Sharpness-Aware Minimization for Efficiently Improving Generalization
For training a deep network, picking the right optimizer has become an important design choice. Standard optimizers (e.g., SGD, Adam, etc.) seek a minimum on the loss curve. This minimum is sought without regard for the curvature, i.e., the 2nd degree derivative of the loss curve. A curvature denotes the curve flatness; low curvature means a flat curve while high curvature means a sharp curve. This paper [1] proposes SAM, an efficient optimizer that seeks wide minima. SAM simultaneously minimizes the loss value and the loss sharpness.
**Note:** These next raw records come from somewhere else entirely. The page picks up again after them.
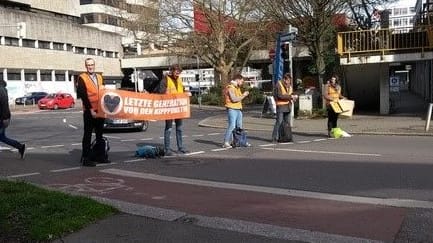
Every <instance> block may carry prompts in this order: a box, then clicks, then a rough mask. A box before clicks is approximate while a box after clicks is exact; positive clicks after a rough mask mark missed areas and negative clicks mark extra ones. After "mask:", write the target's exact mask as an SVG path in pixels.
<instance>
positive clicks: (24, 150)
mask: <svg viewBox="0 0 433 243" xmlns="http://www.w3.org/2000/svg"><path fill="white" fill-rule="evenodd" d="M18 152H19V153H20V156H21V159H24V156H25V152H26V145H25V144H24V143H23V144H22V145H21V147H20V148H19V149H18Z"/></svg>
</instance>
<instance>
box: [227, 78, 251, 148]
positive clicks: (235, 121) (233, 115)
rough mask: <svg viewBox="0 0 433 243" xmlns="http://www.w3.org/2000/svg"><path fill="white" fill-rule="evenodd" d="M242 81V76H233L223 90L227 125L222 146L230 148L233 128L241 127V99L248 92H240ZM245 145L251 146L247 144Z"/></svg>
mask: <svg viewBox="0 0 433 243" xmlns="http://www.w3.org/2000/svg"><path fill="white" fill-rule="evenodd" d="M243 83H244V78H243V77H242V75H240V74H236V75H234V76H233V79H232V81H230V83H229V85H227V86H226V88H225V90H224V100H225V107H226V109H227V120H228V126H227V130H226V132H225V135H224V143H223V148H232V146H231V145H230V142H231V140H232V132H233V130H234V129H235V128H236V127H238V128H243V125H242V100H243V99H244V98H245V97H247V96H248V94H249V92H248V91H245V92H243V93H242V91H241V86H242V84H243ZM247 146H251V145H250V144H247Z"/></svg>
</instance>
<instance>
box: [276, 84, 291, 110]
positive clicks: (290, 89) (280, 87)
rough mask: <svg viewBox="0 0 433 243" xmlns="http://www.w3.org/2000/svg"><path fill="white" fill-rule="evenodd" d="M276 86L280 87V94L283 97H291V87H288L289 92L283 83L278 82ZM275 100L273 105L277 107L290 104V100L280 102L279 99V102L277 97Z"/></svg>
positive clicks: (284, 100) (288, 90)
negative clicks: (287, 96) (278, 84)
mask: <svg viewBox="0 0 433 243" xmlns="http://www.w3.org/2000/svg"><path fill="white" fill-rule="evenodd" d="M278 84H279V85H280V88H281V92H282V94H283V95H285V94H289V95H291V94H292V93H293V90H292V87H291V86H289V90H286V87H285V86H284V85H283V82H282V81H281V80H280V81H278ZM276 98H277V100H276V101H275V103H276V104H277V105H288V104H289V103H290V100H281V99H280V100H279V99H278V97H276Z"/></svg>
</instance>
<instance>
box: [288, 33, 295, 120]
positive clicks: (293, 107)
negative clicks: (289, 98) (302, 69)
mask: <svg viewBox="0 0 433 243" xmlns="http://www.w3.org/2000/svg"><path fill="white" fill-rule="evenodd" d="M289 33H292V25H289ZM292 41H293V40H291V41H290V42H289V72H290V76H291V77H292V90H293V80H294V79H293V71H292V69H293V64H292V59H293V58H292V48H293V45H292ZM290 110H291V111H290V126H292V127H293V122H294V120H295V119H294V118H295V104H294V102H292V103H291V105H290Z"/></svg>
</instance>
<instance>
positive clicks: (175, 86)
mask: <svg viewBox="0 0 433 243" xmlns="http://www.w3.org/2000/svg"><path fill="white" fill-rule="evenodd" d="M166 78H167V89H166V91H165V93H166V94H181V93H183V83H182V79H181V78H180V77H177V79H176V82H175V81H174V80H173V79H172V78H171V77H170V76H168V75H167V76H166Z"/></svg>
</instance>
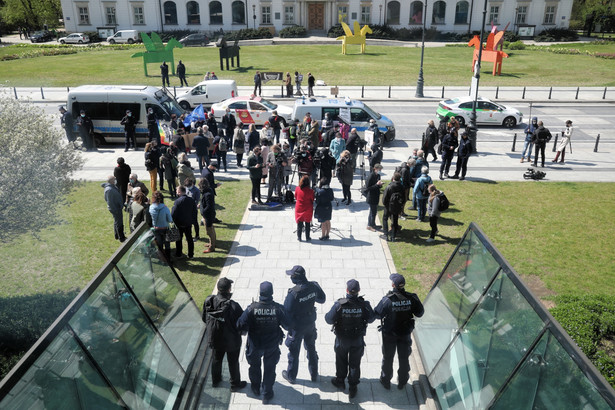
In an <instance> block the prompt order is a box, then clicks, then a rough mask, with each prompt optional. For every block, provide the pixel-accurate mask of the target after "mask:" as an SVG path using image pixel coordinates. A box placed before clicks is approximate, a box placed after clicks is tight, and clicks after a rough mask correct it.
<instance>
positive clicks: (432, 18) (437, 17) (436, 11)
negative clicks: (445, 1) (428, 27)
mask: <svg viewBox="0 0 615 410" xmlns="http://www.w3.org/2000/svg"><path fill="white" fill-rule="evenodd" d="M445 17H446V3H445V2H443V1H436V2H435V3H434V4H433V16H432V18H431V24H444V18H445Z"/></svg>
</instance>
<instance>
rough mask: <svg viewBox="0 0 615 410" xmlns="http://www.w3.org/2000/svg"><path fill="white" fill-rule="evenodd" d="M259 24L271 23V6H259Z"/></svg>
mask: <svg viewBox="0 0 615 410" xmlns="http://www.w3.org/2000/svg"><path fill="white" fill-rule="evenodd" d="M261 24H271V6H262V7H261Z"/></svg>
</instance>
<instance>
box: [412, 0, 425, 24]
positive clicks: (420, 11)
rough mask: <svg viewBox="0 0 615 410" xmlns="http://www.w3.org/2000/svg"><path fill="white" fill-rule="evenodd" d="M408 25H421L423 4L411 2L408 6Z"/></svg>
mask: <svg viewBox="0 0 615 410" xmlns="http://www.w3.org/2000/svg"><path fill="white" fill-rule="evenodd" d="M410 24H423V2H421V1H413V2H412V3H411V4H410Z"/></svg>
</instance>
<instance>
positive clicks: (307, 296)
mask: <svg viewBox="0 0 615 410" xmlns="http://www.w3.org/2000/svg"><path fill="white" fill-rule="evenodd" d="M288 293H292V295H293V296H294V297H295V299H296V301H297V303H296V304H295V305H294V306H295V308H294V310H293V311H292V312H289V313H290V314H291V315H292V321H293V323H299V324H306V323H311V322H314V321H316V309H315V308H314V303H315V302H316V297H317V295H318V289H316V287H315V286H313V285H312V283H311V282H305V283H301V284H299V285H297V286H295V287H294V288H292V289H289V290H288Z"/></svg>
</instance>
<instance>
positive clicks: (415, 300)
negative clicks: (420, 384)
mask: <svg viewBox="0 0 615 410" xmlns="http://www.w3.org/2000/svg"><path fill="white" fill-rule="evenodd" d="M390 279H391V281H392V282H393V286H394V288H393V290H392V291H390V292H389V293H387V294H386V295H385V296H384V297H383V298H382V300H381V301H380V303H378V306H376V309H374V310H375V312H376V316H377V317H378V318H380V319H381V320H382V326H381V327H380V330H381V331H382V371H381V374H380V382H381V383H382V385H383V386H384V387H385V388H387V389H388V388H390V387H391V378H392V377H393V358H394V357H395V351H397V360H398V361H399V370H398V371H397V383H398V384H397V387H398V388H399V389H402V388H403V387H404V386H405V385H406V383H408V379H409V378H410V363H409V357H410V353H412V339H411V337H410V334H411V333H412V330H413V329H414V317H421V316H423V313H424V312H425V310H424V308H423V304H422V303H421V301H420V300H419V298H418V296H417V295H416V294H414V293H409V292H406V291H405V290H404V285H405V284H406V281H405V279H404V277H403V276H401V275H400V274H397V273H394V274H392V275H391V276H390Z"/></svg>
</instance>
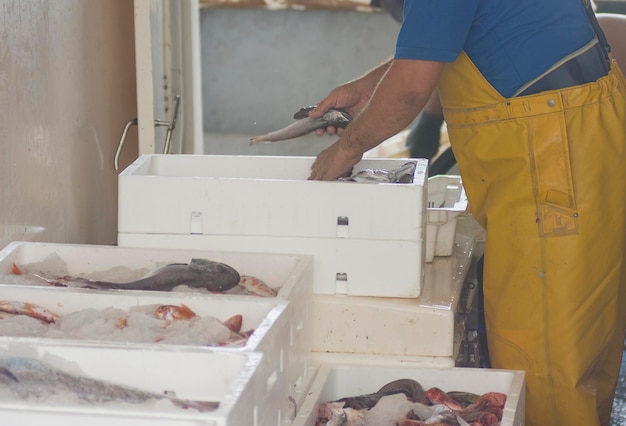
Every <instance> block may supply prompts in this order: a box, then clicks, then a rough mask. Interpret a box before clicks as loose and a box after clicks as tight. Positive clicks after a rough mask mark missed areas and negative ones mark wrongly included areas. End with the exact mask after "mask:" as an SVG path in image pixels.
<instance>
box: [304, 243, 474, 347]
mask: <svg viewBox="0 0 626 426" xmlns="http://www.w3.org/2000/svg"><path fill="white" fill-rule="evenodd" d="M473 247H474V239H473V238H472V237H468V236H464V235H457V238H456V242H455V246H454V251H453V254H452V255H451V256H448V257H437V258H435V260H434V261H433V262H432V263H429V264H427V265H426V268H425V274H426V279H425V281H424V289H423V291H422V294H421V295H420V297H418V298H416V299H400V298H397V299H396V298H375V297H352V296H327V295H313V309H312V318H311V321H312V330H313V343H312V349H313V351H314V352H322V353H339V354H341V353H350V354H364V355H365V354H368V355H384V356H394V357H398V356H399V357H405V358H406V357H446V358H448V359H449V360H454V359H455V358H456V356H457V355H458V350H459V342H460V340H459V339H458V338H457V336H456V333H457V330H458V327H457V325H458V324H457V319H458V317H459V316H458V314H457V309H458V308H459V301H460V300H461V294H462V291H463V288H464V282H465V278H466V276H467V273H468V271H469V266H470V264H471V259H472V255H473Z"/></svg>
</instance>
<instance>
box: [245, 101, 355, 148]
mask: <svg viewBox="0 0 626 426" xmlns="http://www.w3.org/2000/svg"><path fill="white" fill-rule="evenodd" d="M313 109H315V106H310V107H306V108H301V109H300V111H298V112H296V113H295V114H294V115H293V118H295V119H296V120H297V121H296V122H294V123H292V124H290V125H289V126H287V127H283V128H282V129H279V130H275V131H273V132H270V133H267V134H265V135H260V136H255V137H252V138H250V145H255V144H258V143H267V142H277V141H284V140H288V139H293V138H297V137H299V136H304V135H306V134H307V133H311V132H314V131H315V130H317V129H323V128H326V127H328V126H334V127H341V128H344V127H346V126H347V125H348V124H350V122H351V121H352V116H351V115H350V114H349V113H348V112H347V111H345V110H342V109H332V108H331V109H329V110H328V111H326V112H325V113H324V115H322V116H321V117H319V118H311V117H309V112H310V111H312V110H313Z"/></svg>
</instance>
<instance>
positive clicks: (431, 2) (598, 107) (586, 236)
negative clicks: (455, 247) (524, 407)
mask: <svg viewBox="0 0 626 426" xmlns="http://www.w3.org/2000/svg"><path fill="white" fill-rule="evenodd" d="M585 2H587V4H585ZM588 6H589V5H588V0H583V1H581V0H528V1H524V2H494V1H491V0H438V1H423V0H412V1H409V2H406V3H405V5H404V21H403V24H402V27H401V29H400V32H399V35H398V38H397V42H396V51H395V55H394V58H392V59H390V60H389V61H387V62H385V63H383V64H381V65H379V66H377V67H375V68H373V69H372V70H371V71H369V72H368V73H366V74H365V75H363V76H361V77H359V78H357V79H355V80H352V81H350V82H348V83H345V84H343V85H341V86H339V87H337V88H335V89H333V90H332V91H331V92H330V93H329V95H328V96H327V97H326V98H324V99H323V100H321V101H320V102H319V104H318V106H317V108H316V109H315V110H313V111H312V112H311V113H310V114H309V116H311V117H319V116H321V115H322V114H323V113H324V112H325V111H326V110H327V109H329V108H343V109H346V110H347V111H348V112H349V113H350V114H351V115H352V116H353V117H355V118H354V120H353V121H352V123H351V124H350V125H349V126H348V127H347V128H346V129H345V130H343V132H342V133H341V135H340V137H339V139H338V140H337V141H336V142H335V143H334V144H332V145H331V146H329V147H328V148H326V149H325V150H323V151H322V152H320V154H319V155H318V156H317V158H316V160H315V161H314V162H313V164H312V166H311V175H310V179H315V180H332V179H335V178H337V177H338V176H340V175H343V174H344V173H346V172H347V171H348V170H350V168H351V167H352V166H354V165H355V164H356V163H358V162H359V160H360V159H361V158H362V156H363V154H364V153H365V152H366V151H368V150H369V149H371V148H373V147H375V146H377V145H378V144H380V143H382V142H383V141H385V140H386V139H388V138H389V137H391V136H393V135H395V134H396V133H398V132H399V131H401V130H403V129H405V128H406V127H407V126H408V125H409V124H410V123H411V122H412V121H413V119H414V118H415V117H416V116H417V114H418V113H419V112H420V111H421V110H422V109H423V107H424V105H425V104H426V102H427V101H428V99H429V97H430V95H431V94H432V92H433V90H434V89H435V87H437V88H438V90H439V95H440V98H441V102H442V105H443V108H444V114H445V119H446V122H447V125H448V134H449V138H450V142H451V145H452V147H453V149H454V153H455V156H456V159H457V164H458V166H459V169H460V173H461V175H462V177H463V184H464V187H465V190H466V193H467V195H468V198H469V203H470V209H471V212H472V214H473V216H474V218H475V219H476V220H477V221H478V222H479V223H480V224H481V225H482V226H483V227H485V229H486V231H487V234H486V235H487V238H486V246H485V269H484V305H485V317H486V327H487V340H488V343H489V356H490V361H491V364H492V367H494V368H504V369H516V370H524V371H526V424H527V425H608V424H609V419H610V415H611V406H612V402H613V396H614V390H615V386H616V382H617V378H618V374H619V370H620V361H621V356H622V351H623V347H624V346H623V345H624V330H625V329H626V261H625V260H626V259H624V257H625V256H624V253H625V245H626V229H625V228H626V220H625V218H626V185H625V184H624V182H626V167H624V164H626V137H625V135H626V81H625V80H624V76H623V74H622V72H621V70H620V69H619V66H618V65H617V64H616V63H615V61H611V56H610V53H607V48H606V44H605V41H604V40H603V37H602V34H601V31H599V30H596V29H594V28H595V26H594V25H593V23H594V19H595V18H594V15H593V13H592V12H591V9H590V8H589V7H588ZM589 12H591V13H589ZM326 132H327V133H330V134H334V133H336V132H337V131H336V129H334V128H327V129H326ZM318 133H319V131H318Z"/></svg>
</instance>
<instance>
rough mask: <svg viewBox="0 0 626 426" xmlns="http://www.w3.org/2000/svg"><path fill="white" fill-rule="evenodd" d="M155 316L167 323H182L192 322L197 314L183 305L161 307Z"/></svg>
mask: <svg viewBox="0 0 626 426" xmlns="http://www.w3.org/2000/svg"><path fill="white" fill-rule="evenodd" d="M154 316H155V317H156V318H159V319H162V320H165V321H181V320H190V319H191V318H193V317H195V316H196V313H195V312H194V311H192V310H191V309H189V307H188V306H187V305H185V304H184V303H182V304H181V305H180V306H176V305H161V306H159V307H158V308H156V310H155V311H154Z"/></svg>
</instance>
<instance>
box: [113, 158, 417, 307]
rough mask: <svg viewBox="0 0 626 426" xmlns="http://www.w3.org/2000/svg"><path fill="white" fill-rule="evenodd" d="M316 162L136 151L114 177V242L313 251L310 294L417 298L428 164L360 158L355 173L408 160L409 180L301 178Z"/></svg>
mask: <svg viewBox="0 0 626 426" xmlns="http://www.w3.org/2000/svg"><path fill="white" fill-rule="evenodd" d="M313 160H314V158H312V157H270V156H232V155H211V156H198V155H176V156H172V155H144V156H141V157H140V158H139V159H137V160H136V161H135V162H134V163H133V164H131V165H130V166H129V167H127V168H126V169H125V170H124V171H123V172H122V173H120V175H119V191H118V197H119V207H118V208H119V212H118V244H119V245H120V246H140V247H165V246H169V247H193V248H203V249H211V250H215V249H217V250H238V251H259V252H275V253H303V254H311V255H313V257H314V268H313V269H314V272H313V291H314V293H315V294H347V295H351V296H374V297H407V298H413V297H417V296H419V294H420V291H421V287H422V282H423V274H424V271H423V266H424V234H425V231H424V229H425V217H424V210H425V207H426V193H425V189H426V179H427V165H428V162H427V161H426V160H422V159H420V160H417V159H412V160H410V159H364V160H362V161H361V162H359V163H358V164H357V165H355V167H354V172H355V173H356V172H358V171H362V170H364V169H387V170H391V169H396V168H398V167H400V166H401V165H403V164H404V163H405V162H407V161H414V162H415V163H416V168H415V173H414V175H413V182H412V183H402V184H395V183H393V184H392V183H390V184H355V183H353V182H321V181H310V180H307V178H308V177H309V174H310V168H311V164H312V163H313ZM381 264H384V265H385V267H384V268H381V267H380V266H381ZM383 282H384V283H387V285H385V286H382V285H380V284H381V283H383ZM390 283H393V284H390Z"/></svg>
There is a connection between the geometry of the loss landscape and the generalization of a trained network. In Figure 1, there are two minima with the same loss value. Yet, one minimum (Left) has a high curvature, while the second (right) has a small curvature. These two minima are equally good for standard optimizers (e.g., SGD). Both minima have training loss equal to zero, i.e., L_s(w)=0. Yet, SAM seeks the local minimum on the right.
While standard optimizers employ gradient descent, SAM employs both gradient ascent and descent. Accordingly, SAM is a two-step optimizer. Starting at point A, SAM computes the direction of gradient ascent (d1). From point A, SAM takes a step of size ρ in this direction (d1) to reach point B; this is the first step. At point B, SAM computes the direction of gradient descent (d2). Finally, starting from point A, SAM takes a step of size η (learning rate) in the direction d2. Thus, ρ is an extra learning rate that SAM requires. Figure 2 illustrates this procedure from two perspectives.
If the starting point A is on a sharp loss curve, SAM is likely to get out of this curve and to seek an alternative minimum. In contrast, if the starting point A is on a flat loss curve, SAM will descent normally — as SGD — because both points A and B will have a similar gradient.
SAM is evaluated using computer vision datasets. Tables 1 and 2 present a quantitative evaluation using randomly initialized networks trained on CIFAR-{10,100} and ImageNet, respectively.
Tab. 3 evaluates SAM using pretrained networks — with ImageNet weights — fine-tuned on small datasets (e.g., FGVC Aircraft, Flowers, etc.)
Finally, SAM is evaluated using a noisy CIFAR10 dataset, in which a fraction of the training set’s labels is randomly flipped. Tab. 4 presents a quantitative evaluation of SAM against noise-robust approaches (e.g., Bootstrap). SAM delivers competitive performance against these noise-specific approaches.
My Comments
- [W] I wish the paper emphasized that SAM achieves significant improvement when coupled with over-parameterized networks, and not every network. I found this empirically by evaluating SAM on two networks ResNet18 and WideResNet50. Improvement margins are marginal on ResNet18, but significant on WideResNet50 as shown in the following table. A similar finding has been reported in [3] — “the degree of improvement negatively correlates with the level of inductive biases built into the architecture.”
- [S] The thing I like most about this paper is that it reminds me that we use gradient descent because it is computationally feasible, not because it is optimal. In 2022, we can only compute the 1st derivative with respect to the network’s weights, while the 2nd derivative (curvature) is computationally prohibitive. Once this computational limitation is unlocked, more can be explored [2].
- For those interested in the topic, A follow-up paper [4] proposes adaptive SAM (ASAM). Developed by Samsung Research, ASAM makes tuning the ρ hyperparameter easier. I found ASAM useful when having a multi-stage training procedure (pre-training -> fine-tuning). A fixed ρ achieved inferior performance with SAM, but superior performance with ASAM.
References
[1] Foret, P., Kleiner, A., Mobahi, H. and Neyshabur, B., 2020. Sharpness-aware minimization for efficiently improving generalization. arXiv preprint arXiv:2010.01412.
[2] LeCun, Y., Denker, J.S. and Solla, S.A., 1990. Optimal brain damage. In Advances in neural information processing systems.
[3] Chen, X., Hsieh, C.J. and Gong, B., 2021. When Vision Transformers Outperform ResNets without Pretraining or Strong Data Augmentations. arXiv preprint arXiv:2106.01548.
[4] Kwon, J., Kim, J., Park, H. and Choi, I.K., 2021. ASAM: Adaptive Sharpness-Aware Minimization for Scale-Invariant Learning of Deep Neural Networks. arXiv preprint arXiv:2102.11600.